Transmission occurs primarily in health care facilities, where exposure to antimicrobial drugs sets up the gut for onset of disease, triggering diarrhea that leads to a contaminated patient environment by the spore-forming anaerobic bacillus. Prior administration of fluoroquinolones in particular seems to trigger the appearance of cases, but the survey found that some sort of antibiotic stewardship program was in place in only about half the responding facilities. Even where such oversight is reported, it is unclear what precisely is being done to prevent the misuse of drugs. " Antibiotic stewardship sounds real good, but what does that mean and what does it actually accomplish," Jarvis said. "We are lacking studies that show what works best for controlling antibiotic use; and the more I go around the country, the more I realized it really requires an infectious diseases specialist dedicated to that issue."
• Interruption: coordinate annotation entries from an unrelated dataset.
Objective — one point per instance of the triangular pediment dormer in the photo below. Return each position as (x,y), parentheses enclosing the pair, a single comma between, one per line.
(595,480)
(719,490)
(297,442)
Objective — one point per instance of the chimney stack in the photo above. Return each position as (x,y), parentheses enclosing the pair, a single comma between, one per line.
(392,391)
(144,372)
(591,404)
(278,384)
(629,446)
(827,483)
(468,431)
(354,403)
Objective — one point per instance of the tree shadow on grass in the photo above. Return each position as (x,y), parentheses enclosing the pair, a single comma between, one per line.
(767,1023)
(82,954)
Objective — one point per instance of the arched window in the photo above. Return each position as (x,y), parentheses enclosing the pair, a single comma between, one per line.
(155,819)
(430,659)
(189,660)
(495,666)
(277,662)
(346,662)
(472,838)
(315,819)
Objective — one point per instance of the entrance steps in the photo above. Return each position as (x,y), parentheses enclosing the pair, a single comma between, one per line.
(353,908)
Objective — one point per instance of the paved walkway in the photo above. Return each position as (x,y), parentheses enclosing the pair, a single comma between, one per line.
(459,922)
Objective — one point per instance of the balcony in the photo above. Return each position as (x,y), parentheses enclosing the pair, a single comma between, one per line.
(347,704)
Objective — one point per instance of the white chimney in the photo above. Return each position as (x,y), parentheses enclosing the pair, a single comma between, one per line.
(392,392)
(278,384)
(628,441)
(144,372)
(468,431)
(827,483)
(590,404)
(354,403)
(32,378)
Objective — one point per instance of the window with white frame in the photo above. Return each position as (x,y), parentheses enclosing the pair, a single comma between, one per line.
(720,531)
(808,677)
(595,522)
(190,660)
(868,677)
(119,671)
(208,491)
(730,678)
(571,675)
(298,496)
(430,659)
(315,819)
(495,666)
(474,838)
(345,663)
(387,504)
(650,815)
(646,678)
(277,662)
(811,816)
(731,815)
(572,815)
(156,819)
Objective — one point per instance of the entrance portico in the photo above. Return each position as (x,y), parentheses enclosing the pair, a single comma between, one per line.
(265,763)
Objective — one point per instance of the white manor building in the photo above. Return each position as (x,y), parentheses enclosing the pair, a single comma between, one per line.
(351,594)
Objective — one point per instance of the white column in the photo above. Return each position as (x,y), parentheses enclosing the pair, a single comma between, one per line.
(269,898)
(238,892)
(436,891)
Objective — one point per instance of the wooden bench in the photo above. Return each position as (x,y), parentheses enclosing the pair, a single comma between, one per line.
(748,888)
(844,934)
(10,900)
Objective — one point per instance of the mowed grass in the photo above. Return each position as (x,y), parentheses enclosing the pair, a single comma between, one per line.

Even the basic issue of hand hygiene is complicated when it comes to C. diff, which is difficult to remove by the alcohol hand rubs now ubiquitous in hospitals. Thus, the recommendation in caring for C. diff patients is to resort to good old soap and water, but the mixed message is certainly not helpful. "We know that alcohol will not kill the spores," Jarvis said. "Not that soap and water kills the spores, but rather that it rinses it off of your hands." Indeed, some have questioned whether the rise of C. diff is a direct result of the CDC's switch to a heavy emphasis on alcohol-based hand hygiene rubs earlier in this decade. Jarvis expressed doubt that the cause and effect is that direct, but conceded it is "a theoretical issue. Certainly, when we know we have a C. diff patient or when we are doing environmental cleaning of such a patient's room, then it behooves us to use [soap and water] for hand washing and bleach [for room cleaning]," he said.

With many of the reported cases occurring shortly after admission, hospitals need to look for patients with severe diarrhea and be prepared to place C. diff patients under contact isolation. However, most of the infections were not considered truly community-acquired, with some linked to previous health care treatment. Though there have been increasing reports of C. diff in the community, the problem is still primarily transmission within hospitals. "Fifty-four percent were diagnosed at less than 48 hours after admission, which would make you think that those are community-acquired infections," Jarvis reported. "However, when we gave them the CDC criteria for differentiation of community vs. health care-associated, 73% of the patients identified had health care-associated infections."

To reduce the risk of transmission, APIC has published a "Guide to the Elimination of Clostridium difficile in Healthcare Settings." APIC recommendations include:

  • a risk assessment to identify high-risk areas for C. diff within the institution, a surveillance program to outline activities, and procedures to provide early identification of C. diff cases;
  • adherence to CDC hand hygiene guidelines;
  • use of contact precautions (e.g., gloves, gowns, and separating C. diff patients from other patients);
  • environmental and equipment cleaning and decontamination, especially items that are close to patients such as bedrails and bedside equipment;
  • antimicrobial stewardship programs with focus on restriction of antibiotics associated with C. diff and unnecessary antimicrobial use.